# snow fall totals by date?



## goodlivin33 (Aug 22, 2010)

does anyone out there know how to or where to find snowfall totals by date. i want to record the daily amount that is on record vs my totals for the 2012 - 2013 season. thanks


----------



## tuney443 (Jun 25, 2006)

goodlivin33;1619061 said:


> does anyone out there know how to or where to find snowfall totals by date. i want to record the daily amount that is on record vs my totals for the 2012 - 2013 season. thanks


Easy--just google it. Here's one I found in seconds where my wife skis in Vermont:23'+ of snow----Thumbs Up

Jay Peak's Snow and Trail Report
SNOW 24 HRS 0-0 in
SNOW 48 HRS 0 in
SNOW 7 DAYS: 6 in
BASE DEPTH 30-62 in
SEASON TOTAL 280 in
SURFACE Machined Groomed / Spring Conditions
LIFTS OPEN 9 of 9
TRAILS OPEN 78 of 78


----------



## White Gardens (Oct 29, 2008)

Call your local TV station and talk to the weatherman also.

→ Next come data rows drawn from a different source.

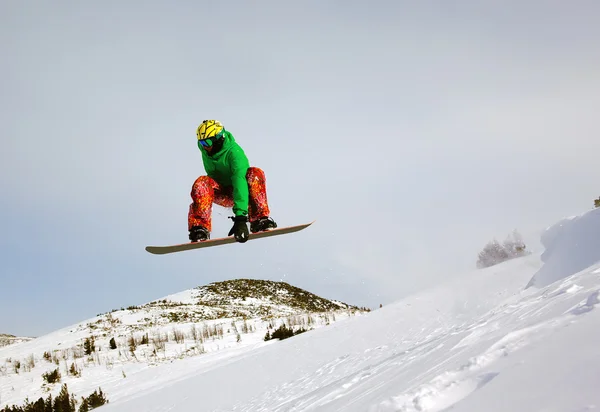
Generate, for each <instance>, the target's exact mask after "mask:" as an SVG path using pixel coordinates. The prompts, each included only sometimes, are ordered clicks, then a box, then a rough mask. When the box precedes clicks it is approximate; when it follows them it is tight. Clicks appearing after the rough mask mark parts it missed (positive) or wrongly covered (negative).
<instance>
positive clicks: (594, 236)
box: [527, 208, 600, 288]
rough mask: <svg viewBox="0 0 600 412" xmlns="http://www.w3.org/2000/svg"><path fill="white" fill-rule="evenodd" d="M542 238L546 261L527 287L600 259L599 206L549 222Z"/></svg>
mask: <svg viewBox="0 0 600 412" xmlns="http://www.w3.org/2000/svg"><path fill="white" fill-rule="evenodd" d="M541 242H542V245H543V246H544V247H545V251H544V253H542V256H541V258H542V262H544V265H543V266H542V267H541V268H540V270H539V271H538V272H537V273H536V274H535V275H534V276H533V277H532V278H531V280H530V282H529V283H528V284H527V287H532V286H534V287H538V288H543V287H545V286H548V285H550V284H552V283H554V282H556V281H558V280H560V279H564V278H566V277H569V276H572V275H574V274H576V273H578V272H580V271H582V270H584V269H586V268H588V267H590V266H592V265H594V264H595V263H597V262H600V208H598V209H593V210H591V211H589V212H586V213H584V214H582V215H580V216H573V217H569V218H566V219H563V220H561V221H559V222H557V223H556V224H554V225H552V226H550V227H549V228H547V229H546V231H545V232H544V233H543V234H542V236H541Z"/></svg>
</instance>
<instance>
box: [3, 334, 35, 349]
mask: <svg viewBox="0 0 600 412" xmlns="http://www.w3.org/2000/svg"><path fill="white" fill-rule="evenodd" d="M32 339H33V338H28V337H19V336H15V335H9V334H7V333H0V347H2V346H8V345H14V344H15V343H21V342H28V341H30V340H32Z"/></svg>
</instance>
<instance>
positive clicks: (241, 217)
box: [228, 216, 249, 243]
mask: <svg viewBox="0 0 600 412" xmlns="http://www.w3.org/2000/svg"><path fill="white" fill-rule="evenodd" d="M230 219H231V220H233V227H232V228H231V230H230V231H229V234H228V236H231V235H234V236H235V240H236V241H237V242H240V243H244V242H246V241H247V240H248V235H249V234H248V224H247V222H248V217H247V216H235V217H230Z"/></svg>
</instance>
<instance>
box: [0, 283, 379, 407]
mask: <svg viewBox="0 0 600 412" xmlns="http://www.w3.org/2000/svg"><path fill="white" fill-rule="evenodd" d="M366 312H368V309H366V308H357V307H355V306H351V305H348V304H345V303H342V302H338V301H331V300H328V299H325V298H322V297H320V296H317V295H314V294H312V293H310V292H308V291H305V290H303V289H300V288H297V287H294V286H291V285H289V284H287V283H285V282H272V281H263V280H253V279H237V280H230V281H225V282H216V283H212V284H209V285H205V286H201V287H197V288H195V289H190V290H186V291H183V292H181V293H177V294H173V295H169V296H166V297H164V298H161V299H158V300H156V301H152V302H149V303H147V304H145V305H141V306H130V307H128V308H121V309H120V310H113V311H111V312H108V313H105V314H101V315H98V316H96V317H94V318H92V319H87V320H85V321H83V322H80V323H78V324H75V325H72V326H69V327H67V328H63V329H61V330H58V331H55V332H53V333H50V334H48V335H45V336H41V337H39V338H36V339H33V340H31V341H28V342H25V341H23V342H22V343H19V344H13V345H10V346H6V347H3V348H0V409H1V408H2V407H3V406H6V405H14V404H17V405H20V404H21V403H22V402H23V401H24V400H25V399H26V398H29V400H32V401H35V400H37V399H39V398H40V397H46V396H47V394H52V395H54V396H55V395H56V394H57V393H58V392H59V391H60V389H61V388H62V386H61V385H62V384H67V386H68V389H69V392H70V393H72V394H76V396H77V397H78V398H79V397H80V396H89V395H90V394H91V393H92V392H93V391H95V390H96V389H98V387H101V389H102V390H103V391H105V392H106V393H107V394H109V393H112V394H114V393H118V391H116V392H115V388H116V387H118V388H122V389H123V390H124V392H125V393H129V392H130V388H128V387H127V385H126V383H127V382H129V381H131V380H133V379H135V378H134V377H135V376H137V375H139V374H141V375H140V376H146V375H145V373H148V371H151V373H153V372H154V371H156V372H157V374H158V375H159V376H158V377H155V378H154V379H153V382H149V383H146V384H144V385H143V386H148V385H150V384H156V383H158V382H168V381H171V379H172V376H169V375H164V374H163V371H162V369H161V367H159V365H165V364H170V363H171V362H173V361H175V360H178V361H180V360H183V359H190V358H195V357H198V358H201V359H199V360H198V361H199V362H200V364H205V365H206V364H210V363H211V362H214V361H216V360H219V359H222V358H226V357H230V356H235V355H236V354H238V353H243V352H246V351H250V350H252V349H253V348H256V347H260V346H262V345H267V344H269V343H270V342H271V341H265V340H264V339H265V336H266V335H267V332H268V333H269V335H270V334H272V333H273V331H275V330H276V329H277V328H279V327H280V326H281V325H285V326H286V327H287V328H291V329H292V330H293V331H296V332H298V331H299V330H301V331H308V332H310V331H311V330H312V329H318V328H320V327H323V326H327V325H330V324H332V323H335V322H336V321H339V320H342V319H345V318H348V317H351V316H356V315H361V314H363V313H366ZM111 340H112V342H111ZM111 343H112V345H111ZM190 364H194V363H193V362H192V363H190ZM54 370H58V372H59V373H60V375H61V379H60V381H59V382H57V383H53V384H49V383H48V382H47V380H45V379H44V378H43V374H45V373H49V372H52V371H54ZM144 371H145V373H144ZM132 378H133V379H132ZM136 390H137V389H136ZM109 400H110V397H109Z"/></svg>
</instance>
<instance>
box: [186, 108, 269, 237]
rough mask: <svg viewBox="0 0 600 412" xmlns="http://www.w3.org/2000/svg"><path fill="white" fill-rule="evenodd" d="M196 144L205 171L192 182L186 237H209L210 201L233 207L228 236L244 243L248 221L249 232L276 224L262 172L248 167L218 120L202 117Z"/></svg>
mask: <svg viewBox="0 0 600 412" xmlns="http://www.w3.org/2000/svg"><path fill="white" fill-rule="evenodd" d="M196 135H197V138H198V148H199V149H200V152H201V153H202V162H203V163H204V170H205V171H206V175H204V176H200V177H198V178H197V179H196V181H195V182H194V184H193V185H192V192H191V197H192V203H191V204H190V208H189V212H188V230H189V232H190V234H189V238H190V240H191V241H192V242H198V241H203V240H208V239H210V232H211V230H212V204H213V203H216V204H218V205H220V206H223V207H227V208H232V210H233V214H234V216H233V217H231V219H232V220H233V227H232V228H231V230H230V231H229V233H228V236H231V235H234V237H235V240H236V241H237V242H240V243H244V242H246V241H247V240H248V236H249V233H248V224H247V223H248V222H250V231H251V232H252V233H256V232H262V231H265V230H270V229H274V228H276V227H277V224H276V223H275V221H274V220H273V219H272V218H271V217H270V216H269V215H270V210H269V204H268V202H267V191H266V178H265V173H264V172H263V171H262V170H261V169H260V168H258V167H250V164H249V162H248V158H247V157H246V154H245V153H244V150H243V149H242V148H241V147H240V145H239V144H238V143H237V142H236V141H235V139H234V137H233V135H232V134H231V133H230V132H229V131H227V130H225V128H224V127H223V125H222V124H221V123H220V122H219V121H218V120H204V121H203V122H202V123H201V124H200V126H198V129H197V131H196Z"/></svg>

Had a client about 3 years ago that wanted official totals to verify the bill. Called the local weatherman and he the record for the NWS or NOAA for our specific area.


........


----------



## grandview (Oct 9, 2005)

Where you get screwed on this is. You take a rule and stick in the snow and measure it. But for the weather dept, they have a formula to figure out snow totals.Many times we'll have more then 6 inches of snowfall ,but the official totals was 3 .


----------



## FISHERBOY (Aug 13, 2007)

*SNOW fall*

go to your local NWS site, and it should be under snow/rain reportsThumbs Up


----------



## aclawn (Oct 17, 2009)

http://www.ncdc.noaa.gov/snow-and-ice/dly-data.php


----------



## TKLAWN (Jan 20, 2008)

How do you not keep track of them as you go? It's the only way to be accurate.


----------